Cranberry juice: This helps combat UTIs and is known to assist in cleansing the kidneys. You can also eat whole cranberries.
Diet adjustments: Avoiding foods high in B vitamins, such as asparagus, garlic, and onion just might do the trick.
Proper hygiene: Maintaining good hygiene in the sexual region is important to those who are prone to infections.
Baking soda: Some people who suffer from UTIs find that in the early stages of the infection, sipping a mixture of baking soda and water throughout the day helps increase the acid in urine.
Salt-free yogurts: Consuming yogurt that is free of salt seems to be effective for many people trying to get rid of sulfur-smelling urine.
Antibiotics: This has been a traditional approach to treating urinary tract infections. However, more people are becoming resistant to antibiotics and researchers are testing other medications, including immune-boosting drugs, that could help urinary tract cells become more resistant to infections.
Vaginal creams: Some women, especially those who are past menopause, seem to do well treating their sulfur smelling urine with a vaginal cream that contains estrogen.
There are certain causes of smelly urine that require a more specific treatment. In the case of prostatitis, which is swelling and inflammation of the prostate gland, common treatments include the following: Antibiotics, which are administered through intravenous if symptoms are severe; alpha blockers, formulated to relax the bladder neck and muscle fibers where the prostate joints the bladder, thus easing painful urination; and anti-inflammatory drugs, which can make a sufferer more comfortable.
Here’s a look at some of the other causes of sulfur smelling urine and the specific treatment options:
Painkillers: Stones can be difficult to pass and cause severe pain.
Extracorporeal shock wave lithotripsy (ESEL): This is a high-energy shockwave that targets the stones and breaks them up to make them easier to pass when the person urinates.
Percutaneous nephrolithotomy (PCNL): This is a technique used to break up stones into fragments so they can be removed via a telescope-like instrument.
Ureteroscopy: This procedure involves a thin telescope being passed up into the ureter and a laser being used to break up the stone.
Surgery: In a small number of cases, surgery is required to remove a kidney stone.
Blood transfusion: This is the process of transferring the blood of a person into another.
Intravenous immunoglobulin: IVIG is a product that is made up of antibodies that can be given intravenously. It is made from donated blood and can help fight infection.
Corticosteroid medication: This is an anti-inflammatory medicine.
Surgery: Unfortunately, some people with hemolytic anemia end up needing surgery.
Medical treatments: Those who suffer from type-1 diabetes or gestational diabetes can get insulin therapy.
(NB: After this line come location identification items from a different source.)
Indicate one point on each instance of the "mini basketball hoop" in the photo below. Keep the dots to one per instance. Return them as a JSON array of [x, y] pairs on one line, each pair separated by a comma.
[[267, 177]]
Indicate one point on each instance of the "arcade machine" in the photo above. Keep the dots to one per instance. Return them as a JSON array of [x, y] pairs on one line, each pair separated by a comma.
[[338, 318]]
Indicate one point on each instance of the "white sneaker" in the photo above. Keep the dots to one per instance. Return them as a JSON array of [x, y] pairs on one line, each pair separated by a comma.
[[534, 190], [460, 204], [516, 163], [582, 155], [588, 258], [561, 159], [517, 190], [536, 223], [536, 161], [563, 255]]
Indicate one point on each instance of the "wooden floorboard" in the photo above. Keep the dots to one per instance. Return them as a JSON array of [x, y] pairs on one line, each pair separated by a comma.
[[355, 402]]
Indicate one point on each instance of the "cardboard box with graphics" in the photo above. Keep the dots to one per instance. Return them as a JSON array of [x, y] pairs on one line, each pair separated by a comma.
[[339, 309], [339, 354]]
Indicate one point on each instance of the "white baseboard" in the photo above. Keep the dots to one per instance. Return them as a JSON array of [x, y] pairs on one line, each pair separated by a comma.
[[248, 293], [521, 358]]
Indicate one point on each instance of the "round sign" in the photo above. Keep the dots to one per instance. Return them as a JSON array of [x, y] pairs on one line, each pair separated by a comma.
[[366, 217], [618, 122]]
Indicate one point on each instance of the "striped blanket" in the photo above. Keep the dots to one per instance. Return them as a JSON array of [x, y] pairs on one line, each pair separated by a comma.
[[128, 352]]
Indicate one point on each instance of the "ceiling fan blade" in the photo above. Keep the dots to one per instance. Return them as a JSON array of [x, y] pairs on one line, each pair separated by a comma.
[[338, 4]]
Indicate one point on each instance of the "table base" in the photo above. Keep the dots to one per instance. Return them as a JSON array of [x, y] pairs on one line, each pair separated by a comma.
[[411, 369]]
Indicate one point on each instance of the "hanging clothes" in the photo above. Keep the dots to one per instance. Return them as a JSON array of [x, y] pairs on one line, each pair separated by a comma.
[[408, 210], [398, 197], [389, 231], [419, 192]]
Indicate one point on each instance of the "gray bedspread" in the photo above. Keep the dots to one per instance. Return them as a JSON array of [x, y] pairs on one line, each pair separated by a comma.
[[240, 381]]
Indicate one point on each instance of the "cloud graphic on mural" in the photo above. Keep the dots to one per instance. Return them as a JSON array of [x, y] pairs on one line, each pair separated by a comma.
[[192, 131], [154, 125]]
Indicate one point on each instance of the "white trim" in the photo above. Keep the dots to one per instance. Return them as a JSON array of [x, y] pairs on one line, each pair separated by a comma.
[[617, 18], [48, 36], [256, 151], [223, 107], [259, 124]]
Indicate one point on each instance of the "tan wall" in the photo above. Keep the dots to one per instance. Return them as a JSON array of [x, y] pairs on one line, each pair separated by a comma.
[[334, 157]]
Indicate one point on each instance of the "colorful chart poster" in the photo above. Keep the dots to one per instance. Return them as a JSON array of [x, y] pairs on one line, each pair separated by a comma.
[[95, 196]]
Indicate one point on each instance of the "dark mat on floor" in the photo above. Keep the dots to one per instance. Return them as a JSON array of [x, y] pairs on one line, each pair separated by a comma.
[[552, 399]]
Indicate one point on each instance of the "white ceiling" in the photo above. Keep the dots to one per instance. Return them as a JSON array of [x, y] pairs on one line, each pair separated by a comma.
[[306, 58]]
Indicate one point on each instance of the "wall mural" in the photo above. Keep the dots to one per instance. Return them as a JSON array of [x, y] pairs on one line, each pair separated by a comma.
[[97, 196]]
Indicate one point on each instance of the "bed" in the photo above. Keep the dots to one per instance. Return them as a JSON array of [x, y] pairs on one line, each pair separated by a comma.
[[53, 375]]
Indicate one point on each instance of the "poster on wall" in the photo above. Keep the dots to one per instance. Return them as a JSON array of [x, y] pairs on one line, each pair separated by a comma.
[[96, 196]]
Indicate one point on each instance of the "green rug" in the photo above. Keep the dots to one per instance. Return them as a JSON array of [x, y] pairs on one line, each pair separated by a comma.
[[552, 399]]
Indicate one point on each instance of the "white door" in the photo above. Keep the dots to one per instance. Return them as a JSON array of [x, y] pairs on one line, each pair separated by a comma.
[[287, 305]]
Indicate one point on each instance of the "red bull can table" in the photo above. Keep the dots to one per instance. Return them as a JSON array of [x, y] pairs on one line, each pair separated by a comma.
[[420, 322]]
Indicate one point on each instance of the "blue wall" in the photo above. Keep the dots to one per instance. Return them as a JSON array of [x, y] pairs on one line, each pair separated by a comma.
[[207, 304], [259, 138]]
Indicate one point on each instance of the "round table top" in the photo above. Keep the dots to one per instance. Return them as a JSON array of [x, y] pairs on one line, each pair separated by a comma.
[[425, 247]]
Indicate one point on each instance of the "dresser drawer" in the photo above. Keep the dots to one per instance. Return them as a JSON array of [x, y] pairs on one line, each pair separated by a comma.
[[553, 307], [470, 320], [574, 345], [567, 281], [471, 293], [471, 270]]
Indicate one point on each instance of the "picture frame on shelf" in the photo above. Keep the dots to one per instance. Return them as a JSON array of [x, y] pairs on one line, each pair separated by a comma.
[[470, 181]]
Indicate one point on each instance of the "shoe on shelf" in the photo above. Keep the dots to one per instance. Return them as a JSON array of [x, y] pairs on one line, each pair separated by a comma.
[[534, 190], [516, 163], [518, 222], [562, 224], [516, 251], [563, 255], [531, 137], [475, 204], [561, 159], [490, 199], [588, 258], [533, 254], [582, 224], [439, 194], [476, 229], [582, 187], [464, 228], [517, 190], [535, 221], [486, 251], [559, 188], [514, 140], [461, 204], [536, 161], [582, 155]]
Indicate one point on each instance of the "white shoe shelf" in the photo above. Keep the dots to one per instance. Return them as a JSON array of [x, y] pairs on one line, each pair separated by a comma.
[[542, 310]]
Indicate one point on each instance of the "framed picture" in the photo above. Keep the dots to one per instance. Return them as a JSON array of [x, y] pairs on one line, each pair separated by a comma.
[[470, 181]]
Oral medications, such as metformin, are also used to help regulate blood sugar levels.
If you have urine that smells like sulfur or rotten eggs, it is important to get it checked out, but you should also stay calm. In the majority of cases, it is either something you had to eat or dehydration that is causing it. Obviously, these two situations can be easily resolved. If you suffer from diabetes, find that you are urinating frequently, or show any of the other unusual signs outlined here, see a doctor so you can get a proper diagnosis and quick treatment.